I reach down and shake him. ‘Richard.’
‘Where is it? I can’t find it.’
‘Richard, you need to come back to bed.’
He sits up and looks round. He’s forgotten his glasses too; I can see he’s struggling to focus on me. He looks at the sideboard, then back at me. ‘Where’s Lil?’
‘She’s dead, Richard.’ I’m cold too and want to get back to sleep. I grip his elbow and yank him to his feet.
‘No more nonsense now.’ I look at the mess he’s made. It’ll have to wait till morning. I shiver.
‘Get a move on, Richard.’
I push him on to the first step. My wrists crack as I shove against his back. He’s heavy. Too much for me.
It takes me ages to get him to sit him down on his bed. ‘Get your legs in. You'll catch your death.’ I have to press him back into his pillow. ‘Go to sleep.’

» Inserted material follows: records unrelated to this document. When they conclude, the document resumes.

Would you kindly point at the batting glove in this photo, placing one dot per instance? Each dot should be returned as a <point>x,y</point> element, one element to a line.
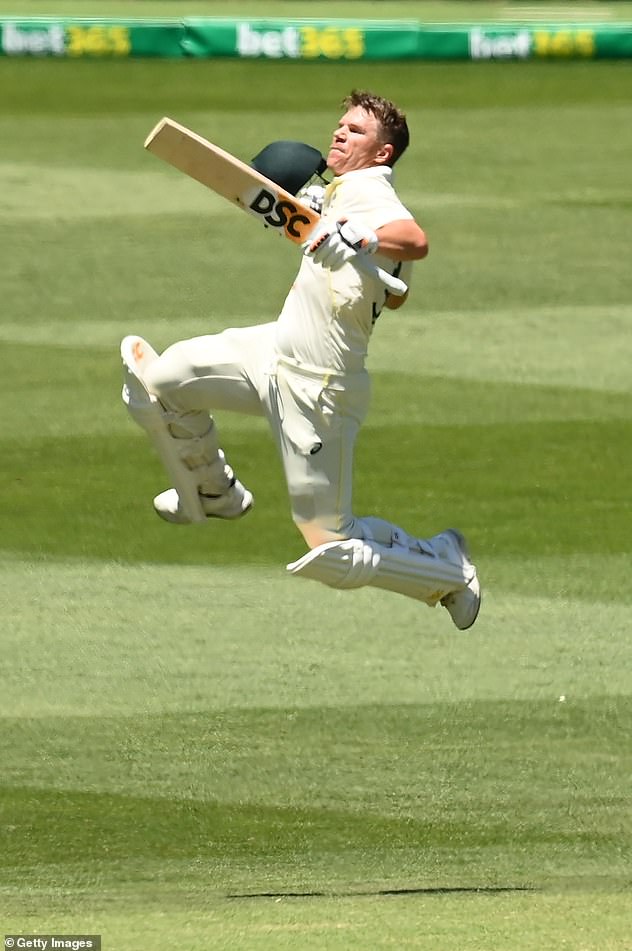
<point>334,246</point>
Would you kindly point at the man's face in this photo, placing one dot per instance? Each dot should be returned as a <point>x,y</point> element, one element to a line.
<point>356,143</point>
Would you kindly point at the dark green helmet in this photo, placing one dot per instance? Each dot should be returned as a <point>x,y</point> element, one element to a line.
<point>289,164</point>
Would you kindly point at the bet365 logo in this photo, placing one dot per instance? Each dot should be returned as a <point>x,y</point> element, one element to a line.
<point>281,213</point>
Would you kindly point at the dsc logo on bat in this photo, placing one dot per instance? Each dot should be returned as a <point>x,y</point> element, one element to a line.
<point>281,213</point>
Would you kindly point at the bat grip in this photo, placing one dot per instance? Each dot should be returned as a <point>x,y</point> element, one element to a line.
<point>393,284</point>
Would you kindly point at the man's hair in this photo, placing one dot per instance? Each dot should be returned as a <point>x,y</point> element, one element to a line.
<point>392,121</point>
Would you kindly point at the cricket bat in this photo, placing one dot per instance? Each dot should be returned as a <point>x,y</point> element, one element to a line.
<point>247,188</point>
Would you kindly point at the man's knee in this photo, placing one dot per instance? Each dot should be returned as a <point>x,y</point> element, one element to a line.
<point>318,533</point>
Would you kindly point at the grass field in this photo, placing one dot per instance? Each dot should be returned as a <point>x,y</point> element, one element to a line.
<point>427,10</point>
<point>199,752</point>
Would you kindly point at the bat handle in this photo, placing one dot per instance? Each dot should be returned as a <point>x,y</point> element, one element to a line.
<point>393,284</point>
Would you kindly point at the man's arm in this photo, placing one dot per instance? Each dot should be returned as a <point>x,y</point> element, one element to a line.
<point>402,240</point>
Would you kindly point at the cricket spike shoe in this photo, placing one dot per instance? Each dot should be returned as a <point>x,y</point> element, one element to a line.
<point>462,605</point>
<point>232,504</point>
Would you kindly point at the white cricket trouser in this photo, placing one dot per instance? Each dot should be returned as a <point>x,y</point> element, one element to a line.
<point>314,417</point>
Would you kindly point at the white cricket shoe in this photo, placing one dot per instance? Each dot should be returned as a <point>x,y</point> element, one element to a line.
<point>234,503</point>
<point>463,605</point>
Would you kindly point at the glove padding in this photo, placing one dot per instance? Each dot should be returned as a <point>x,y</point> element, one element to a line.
<point>332,247</point>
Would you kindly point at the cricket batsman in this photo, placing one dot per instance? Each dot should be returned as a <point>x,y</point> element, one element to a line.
<point>305,372</point>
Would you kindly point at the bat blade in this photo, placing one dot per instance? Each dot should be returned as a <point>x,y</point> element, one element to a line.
<point>245,187</point>
<point>231,178</point>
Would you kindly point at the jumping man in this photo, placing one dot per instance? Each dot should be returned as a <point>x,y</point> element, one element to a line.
<point>305,372</point>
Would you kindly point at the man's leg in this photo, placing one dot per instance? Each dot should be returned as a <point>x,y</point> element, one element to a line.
<point>170,396</point>
<point>318,432</point>
<point>433,570</point>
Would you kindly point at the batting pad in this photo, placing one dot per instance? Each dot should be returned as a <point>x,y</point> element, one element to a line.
<point>355,563</point>
<point>148,412</point>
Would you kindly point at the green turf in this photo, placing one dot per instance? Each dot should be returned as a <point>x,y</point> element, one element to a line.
<point>200,752</point>
<point>426,10</point>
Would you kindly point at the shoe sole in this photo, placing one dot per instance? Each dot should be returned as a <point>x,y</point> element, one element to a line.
<point>462,544</point>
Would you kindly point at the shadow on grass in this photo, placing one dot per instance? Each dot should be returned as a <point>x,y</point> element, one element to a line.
<point>394,892</point>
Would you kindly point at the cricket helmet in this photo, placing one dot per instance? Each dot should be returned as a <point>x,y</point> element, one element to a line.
<point>289,164</point>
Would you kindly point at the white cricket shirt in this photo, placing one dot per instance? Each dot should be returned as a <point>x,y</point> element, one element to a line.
<point>328,317</point>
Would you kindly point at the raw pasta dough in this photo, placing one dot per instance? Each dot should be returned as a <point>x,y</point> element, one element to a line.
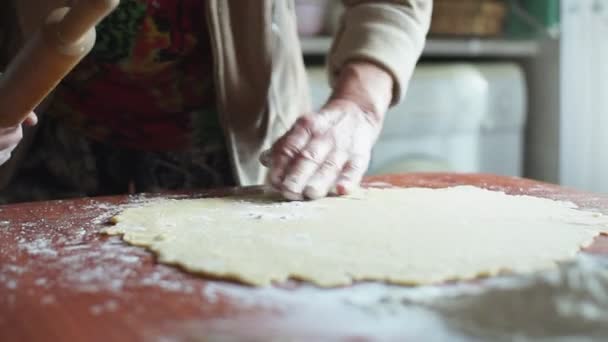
<point>405,236</point>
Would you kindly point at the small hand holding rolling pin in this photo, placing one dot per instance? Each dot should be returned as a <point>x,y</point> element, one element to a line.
<point>48,56</point>
<point>329,151</point>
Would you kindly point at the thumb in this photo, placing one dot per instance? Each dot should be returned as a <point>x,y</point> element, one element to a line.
<point>31,119</point>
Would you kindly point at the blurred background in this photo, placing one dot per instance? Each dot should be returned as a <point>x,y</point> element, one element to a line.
<point>512,87</point>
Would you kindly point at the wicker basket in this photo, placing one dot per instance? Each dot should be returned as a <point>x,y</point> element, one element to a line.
<point>468,17</point>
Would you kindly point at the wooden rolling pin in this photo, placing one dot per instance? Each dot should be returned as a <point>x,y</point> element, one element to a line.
<point>48,56</point>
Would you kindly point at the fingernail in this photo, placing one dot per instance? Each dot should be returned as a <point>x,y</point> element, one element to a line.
<point>292,196</point>
<point>266,158</point>
<point>344,188</point>
<point>313,192</point>
<point>293,184</point>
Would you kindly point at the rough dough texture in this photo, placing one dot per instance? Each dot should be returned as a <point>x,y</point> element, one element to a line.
<point>404,236</point>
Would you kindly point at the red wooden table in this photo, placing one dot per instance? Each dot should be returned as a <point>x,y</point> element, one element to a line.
<point>60,280</point>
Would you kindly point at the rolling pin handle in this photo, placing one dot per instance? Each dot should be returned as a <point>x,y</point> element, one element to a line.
<point>82,17</point>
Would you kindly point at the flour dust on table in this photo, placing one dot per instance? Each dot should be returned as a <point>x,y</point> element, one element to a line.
<point>410,236</point>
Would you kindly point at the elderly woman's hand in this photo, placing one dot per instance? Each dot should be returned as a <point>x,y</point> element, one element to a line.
<point>330,150</point>
<point>11,136</point>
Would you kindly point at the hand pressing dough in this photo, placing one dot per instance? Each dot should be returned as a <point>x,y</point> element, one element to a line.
<point>404,236</point>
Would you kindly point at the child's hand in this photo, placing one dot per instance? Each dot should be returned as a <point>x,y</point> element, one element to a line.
<point>11,136</point>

He gropes my hand. ‘Joan?’
In the half-light I see tears run down his face. It’s his medication does that.
‘What is it?’
His grip tightens and my wedding ring presses hard against my finger. I hear his knuckles grinding. ‘Please...’ He sobs and it makes me think of Lily as a child, her heart broken over a lost toy.
I purse my lips for a moment. Then I’m all right. ‘Go to sleep, Richard.’
I release his grip and put out the light.